Back to the Future reboot? remake?

 Jon Hurwitz and Hayden Schlossberg, the creators of the Harold & Kumar franchise and directors of upcoming American Reunion, have recently been quoted saying they’d like to remake Back to the Future



Deadline broke the news of the deal but Moviehole got the quote out of the young filmmakers. Here’s Hurwitz:
We want Back to the Future, just come out and say it. That’s our favorite trilogy. We’re always having this conversation….
Scholssberg continues:
I wouldn’t want to do it now because people would be like, ‘Oh, there’s no way it will be as good as the original.’ But 30 years from now when Spielberg’s like 90 and those guys are kind of on their way out, and those movies just look really old because we’re watching movies that are old, literally in two dimensions or something, it would be great to have all these classics that you’re able to remake.

Sunday, March 18, 2012

Bob Gale talks Back to the Future

Back to the Future is apparently going to be hitting its 27th anniversary this summer.

Back to the Future was written by Bob Gale and Bob Zemeckis.

From Bob Gale: "I love it, are you kidding me?," Gale says. "It's amazing enough to have a hit movie, ever, in yourcareer. To have one that has stood the test of time the way Back to the Future seems to have is absolutely amazing. And it's so gratifying. Everybody loves the story of someone who has a passion project that nobody wants to make, and everybody's still talking about it decades later."

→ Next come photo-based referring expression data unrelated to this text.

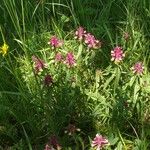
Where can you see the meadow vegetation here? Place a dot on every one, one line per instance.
(74, 75)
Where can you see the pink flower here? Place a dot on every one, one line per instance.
(58, 57)
(55, 42)
(48, 80)
(99, 142)
(39, 64)
(70, 60)
(126, 36)
(54, 143)
(91, 41)
(138, 68)
(79, 34)
(47, 147)
(117, 54)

Back to the Future received over 40 rejections before it was made, but Gale also says, "We'd never get anywhere with it today. We had a hard enough time getting Back to the Future made when we did. The thing that really got the movie made was that Bob Zemeckis had a hit film with Romancing the Stone, and then people were ready to be in business with him and make a movie he wanted to make. In the early days when we wrote the script, Steven Spielberg liked it, and (producer and former head of Fox) Joe Roth liked it. Everybody else didn't get it. The mix of genres we had in there, which is one of the things that makes the movie great, would be even harder to do today. Everybody wants things that fit into certain pigeonholes."